4

Кто-то, куривший у окна, сказал:

— Вот и Томск.

Поезд начал сбавлять скорость. Что я знал тогда о Томске? Только то, что это первый университетский город в Сибири, и то, что где-то на Черепичной улице живет тетя Маша, которую я представлял себе очень смутно.

Пройдя через вокзал, я очутился на маленькой площади. Собственно говоря, площади не было: почти вплотную к вокзалу подступали деревянные дома. Шелестели листвой высокие деревья. Моросил слабый дождь. Трамвая, как я узнал, в городе не было.

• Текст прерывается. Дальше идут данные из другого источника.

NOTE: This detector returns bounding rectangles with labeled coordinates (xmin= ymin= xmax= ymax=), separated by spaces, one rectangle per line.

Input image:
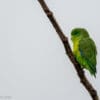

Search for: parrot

Около вокзала стояли в ряд извозчичьи пролетки. Выглядели они непривычно, словно время сдвинулось на десяток лет назад. Серое небо, старая мокрая булыжная мостовая, дома с наглухо запертыми ставнями, единственный фонарь у выхода из вокзала. И тишина, сумрачность, какая-то заброшенность во всем. И тогда, и позже, еще несколько месяцев спустя, у меня сохранялось ощущение, что я приехал в дореволюционный городок, о котором читал у Чехова…

Я сунулся к одному извозчику, к другому, и тут оказалось, что это не частники — каждый приехал от своей организации встречать кого-то. Постепенно все они разъехались. Невостребованным оказался всего один. Он лениво согласился увезти меня на Черепичную. Благо, ему по пути. Я влез в холодную, пропахшую мокрой кожей тьму под поднятым верхом пролетки.

Извозчик крикнул что-то нечленораздельное дремлющей лошаденке, я не понял, что именно, но она поняла и радостно, с готовностью двинулась вперед. Колеса тронулись, дергаясь по булыжникам, зацокали подковы о камень. Лошаденке, должно быть, надоело бессмысленно стоять под дождем, а впереди ее ждала теплая конюшня, ясли, полные хрустящего овса, сладкая дрема до полудня. А что ждало меня? От мамы я слышал о тете Маше много удивительнейших вещей. Она работала сестрой милосердия на трех войнах: на японской, германской и гражданской. За войну с Японией награждена медалью. Всевидящее око в треугольнике с исходящими от него лучами и надпись: «Да вознесет вас господь в свое время». Когда кончилась японская война, отличившихся сестер милосердия отправили домой на яхте, принадлежавшей императрице. Их провезли через Сингапур, Цейлон, Суэцкий канал. Об этой поездке тетя ничего не умела рассказать, только иногда произносила мечтательно звучные, бесконечно далекие названия: Коломбо, Порт-Саид, Цейлон. Казалось, сами слова пахнут морем, корицей и кардамоном. На память о Японии, кроме медали, сохранились две изящные вещицы: круглая фарфоровая коробочка неизвестного назначения с изображением горы Фудзи на крышечке и деревянная шкатулочка для чая.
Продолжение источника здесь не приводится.